I will explain the difficult economic story in an easy way.

Let's start a friendly economic time.

Reporter Kim Hye-min is also here today (3rd).

Reporter Kim, there seems to be a lot of talk today that the government is reducing credit loans, but let's first explain what the situation is like.



<Reporter>



Yes, some time ago, the Financial Services Commission made a business report, and the short phrase here has made a big impact on the market.



Credit loans exceeding a certain amount will be repaid monthly to the principal. Now credit loans pay only interest every month and then repay the principal at maturity.



However, if the principal is paid monthly together, the burden on the borrowers will be much greater.

So, at the time of the announcement of the Financial Services Commission, the interest of reporters and public opinion was hot.



Several predictions are being made about this standard of repayment of the principal here and there, but the Financial Services Commission has not yet settled precisely, and only said that it would release specific details in March.



However, what is certain now is that loans received prior to the enforcement of the regulation are not retroactive.

So, those who already have credit loans don't have to worry about the annual renewal.



Most of the credit loan maturity is 5 years, but when the maturity is reached and a new loan is made, it will be applied at that time, but it will not change every year in line with the renewal cycle.

In addition, even if a negative bankbook was received after the regulation was implemented, it is not necessary to repay the principal monthly.



<anchor>



Reporter Kim, and I can also give you the amount that you can get a loan in the future.

But this is a bit difficult to term.
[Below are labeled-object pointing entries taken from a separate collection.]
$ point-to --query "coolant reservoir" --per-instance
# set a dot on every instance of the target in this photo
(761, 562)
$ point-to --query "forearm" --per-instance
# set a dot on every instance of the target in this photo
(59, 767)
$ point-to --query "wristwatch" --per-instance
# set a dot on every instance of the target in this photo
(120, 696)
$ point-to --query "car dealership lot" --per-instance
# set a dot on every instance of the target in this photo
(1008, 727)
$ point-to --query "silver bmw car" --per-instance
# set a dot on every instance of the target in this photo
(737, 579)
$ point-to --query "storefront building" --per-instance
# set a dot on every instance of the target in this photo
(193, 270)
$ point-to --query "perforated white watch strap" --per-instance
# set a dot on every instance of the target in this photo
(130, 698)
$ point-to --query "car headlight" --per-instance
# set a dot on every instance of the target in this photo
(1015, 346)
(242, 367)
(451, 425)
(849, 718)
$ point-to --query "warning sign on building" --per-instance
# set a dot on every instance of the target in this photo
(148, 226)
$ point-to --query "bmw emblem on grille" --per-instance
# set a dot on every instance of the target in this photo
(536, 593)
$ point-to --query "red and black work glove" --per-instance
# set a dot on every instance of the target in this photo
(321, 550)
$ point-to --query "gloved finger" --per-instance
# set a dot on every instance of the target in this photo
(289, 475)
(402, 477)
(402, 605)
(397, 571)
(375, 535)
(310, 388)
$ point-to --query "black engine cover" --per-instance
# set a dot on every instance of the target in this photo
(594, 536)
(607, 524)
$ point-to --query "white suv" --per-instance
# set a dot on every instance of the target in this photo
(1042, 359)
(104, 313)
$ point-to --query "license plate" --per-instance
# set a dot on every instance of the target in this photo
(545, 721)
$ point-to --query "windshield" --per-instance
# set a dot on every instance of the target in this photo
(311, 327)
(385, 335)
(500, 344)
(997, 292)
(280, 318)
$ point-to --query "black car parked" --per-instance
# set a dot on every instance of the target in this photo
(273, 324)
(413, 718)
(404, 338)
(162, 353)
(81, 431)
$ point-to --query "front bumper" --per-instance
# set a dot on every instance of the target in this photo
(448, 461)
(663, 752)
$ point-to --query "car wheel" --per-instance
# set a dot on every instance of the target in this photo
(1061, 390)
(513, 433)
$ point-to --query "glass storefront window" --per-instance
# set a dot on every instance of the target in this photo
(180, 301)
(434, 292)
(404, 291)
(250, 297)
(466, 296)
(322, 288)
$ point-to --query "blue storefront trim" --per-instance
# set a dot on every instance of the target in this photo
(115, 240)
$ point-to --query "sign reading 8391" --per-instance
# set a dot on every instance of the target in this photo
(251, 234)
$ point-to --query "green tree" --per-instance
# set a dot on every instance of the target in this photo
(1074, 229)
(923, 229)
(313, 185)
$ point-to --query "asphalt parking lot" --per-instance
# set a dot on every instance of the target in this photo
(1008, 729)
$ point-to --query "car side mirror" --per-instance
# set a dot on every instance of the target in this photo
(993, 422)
What is DSR?



<Reporter>



Yes, to explain this term first, it means dividing the sum of the principal and interest of all loans borrowed by one person by his or her annual income.
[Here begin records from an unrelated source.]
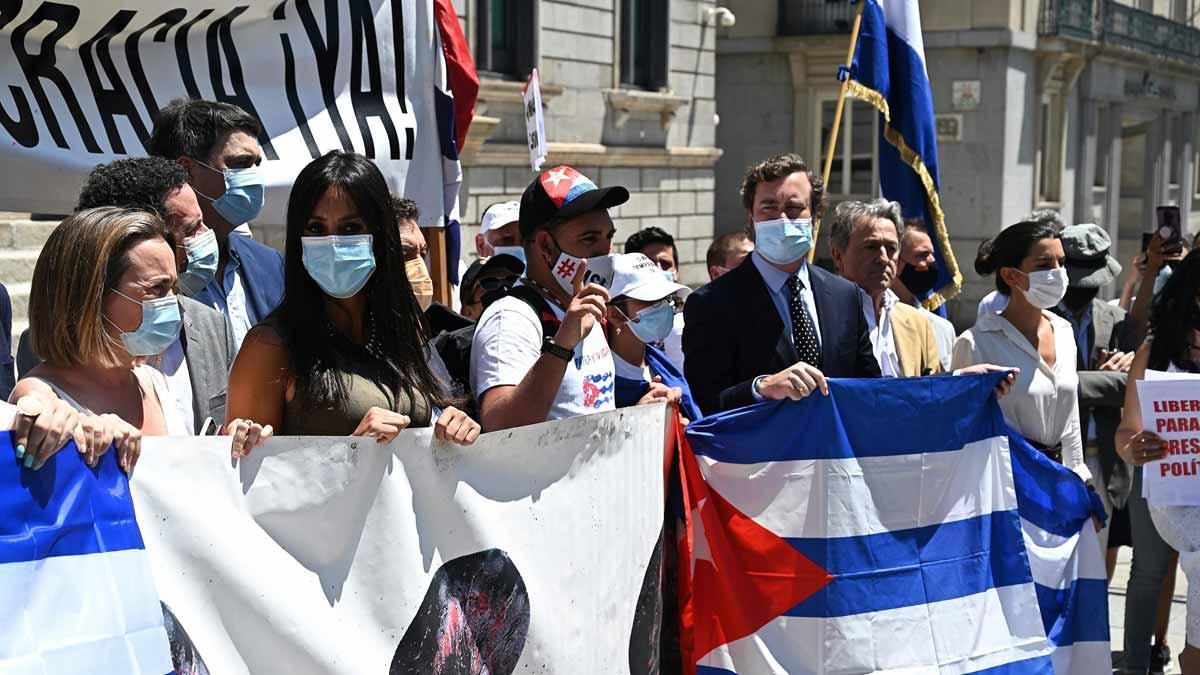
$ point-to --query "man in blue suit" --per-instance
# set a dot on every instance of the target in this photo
(775, 327)
(217, 145)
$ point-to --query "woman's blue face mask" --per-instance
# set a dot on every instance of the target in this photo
(340, 264)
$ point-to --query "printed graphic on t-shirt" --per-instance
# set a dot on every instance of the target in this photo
(598, 389)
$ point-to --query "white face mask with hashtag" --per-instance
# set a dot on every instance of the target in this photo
(567, 266)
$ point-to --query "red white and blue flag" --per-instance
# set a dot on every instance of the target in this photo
(75, 577)
(563, 185)
(893, 526)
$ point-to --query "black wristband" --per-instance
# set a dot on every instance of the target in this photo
(550, 347)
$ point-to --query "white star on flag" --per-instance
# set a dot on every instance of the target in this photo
(700, 549)
(556, 177)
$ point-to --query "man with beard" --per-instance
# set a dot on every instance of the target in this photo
(864, 240)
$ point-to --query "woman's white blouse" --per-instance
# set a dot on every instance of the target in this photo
(1043, 405)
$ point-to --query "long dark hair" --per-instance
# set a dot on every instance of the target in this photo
(1009, 248)
(1174, 315)
(396, 330)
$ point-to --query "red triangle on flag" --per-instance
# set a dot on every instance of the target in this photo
(735, 574)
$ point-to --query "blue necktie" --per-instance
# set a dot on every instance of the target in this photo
(804, 335)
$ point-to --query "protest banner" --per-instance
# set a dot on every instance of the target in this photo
(535, 121)
(82, 82)
(1170, 407)
(945, 544)
(534, 550)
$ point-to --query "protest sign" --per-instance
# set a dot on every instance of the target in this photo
(1170, 407)
(535, 121)
(534, 550)
(82, 82)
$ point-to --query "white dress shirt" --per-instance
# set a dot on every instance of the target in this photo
(173, 365)
(231, 302)
(883, 341)
(1043, 405)
(991, 303)
(777, 287)
(945, 334)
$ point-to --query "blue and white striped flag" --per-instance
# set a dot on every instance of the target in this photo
(893, 526)
(889, 72)
(76, 590)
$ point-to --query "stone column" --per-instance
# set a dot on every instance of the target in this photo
(1085, 174)
(1188, 171)
(1113, 197)
(1153, 172)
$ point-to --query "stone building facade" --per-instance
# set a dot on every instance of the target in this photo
(629, 97)
(1084, 106)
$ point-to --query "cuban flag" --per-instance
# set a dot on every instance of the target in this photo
(75, 579)
(563, 185)
(893, 526)
(889, 72)
(455, 91)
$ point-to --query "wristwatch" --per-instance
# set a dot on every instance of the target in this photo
(550, 347)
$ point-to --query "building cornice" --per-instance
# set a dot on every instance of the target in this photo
(597, 155)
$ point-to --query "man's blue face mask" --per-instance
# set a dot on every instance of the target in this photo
(244, 197)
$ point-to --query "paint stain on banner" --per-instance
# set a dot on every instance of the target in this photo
(474, 620)
(645, 640)
(183, 652)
This includes everything from home mortgage loans to credit loans and credit card loans. In general, it is assumed that the mortgage loan is divided into 8 years and the credit loan is divided into 10 years.



Now, the total amount of loans managed by banks only needs to exceed 40% of the average DSR.

But in the future, we will apply this individually to each borrower.



DSR regulations have already been individually applied since last year when receiving mortgage loans exceeding 900 million won and when high income earners receive credit loans of 100 million won or more.



This time, I'm going to go one step further and introduce it to everyone who borrows.

Although the individual DSR criteria have not been clearly established, it seems likely to be determined between 40% and 60%.



<Anchor> As the



government tightens the regulations on loans, it seems that people who need loans will see a lot of demand for loans to the negative bankbook, which is relatively less regulated.



<Reporter>



Right.

From the beginning of last month to the 28th, 43,000 new negative bankbooks were opened in five major commercial banks.



On a business day basis, at the end of last year, it was around 1,000 a day, but last month it increased by over 2,000 a day.



Negative bankbook loans also increased by 1.2 trillion won from the end of last year, and it seems that there were many people who made negative bankbooks in advance because government regulations continued.



As explained earlier, negative bankbooks are sometimes excluded from the amortization of credit loans, and as the loans increase, regulations are added again.



From today, Shinhan Bank has lowered the maximum limit of minus bankbooks for office workers and public officials to 100 million won, which was originally 100 million won.



Woori Bank has already reduced it to 50 million won since last month, and other banks are also lowering the limit or raising interest rates.



<Anchor>



But reporter Kim, this is inevitable, and there are many people who need to get a loan because they need money right now.

But then, if the loan regulation gets severe, I think they might be able to go to a second financial sector, such as a savings bank with higher interest than a commercial bank with cheap interest.

So, isn't the problem getting worse?



<Reporter>



That's right.

In fact, in the second half of last year, household loans from the second financial sector increased by over 15 trillion won.

This is in great contrast to the decrease of KRW 4.4 trillion in the first half of last year.



As commercial bank lending regulations are tightened, low-credit people appear to have been concentrated in the second financial sector.

Still, the government says that the second financial sector will not regulate lending for the time being.



This is because there are more loans for living or business funds than commercial banks. The second financial sector has a higher interest rate and there are many lenders with poor repayment ability, so how the government and financial sector will manage this risk in the future is the key.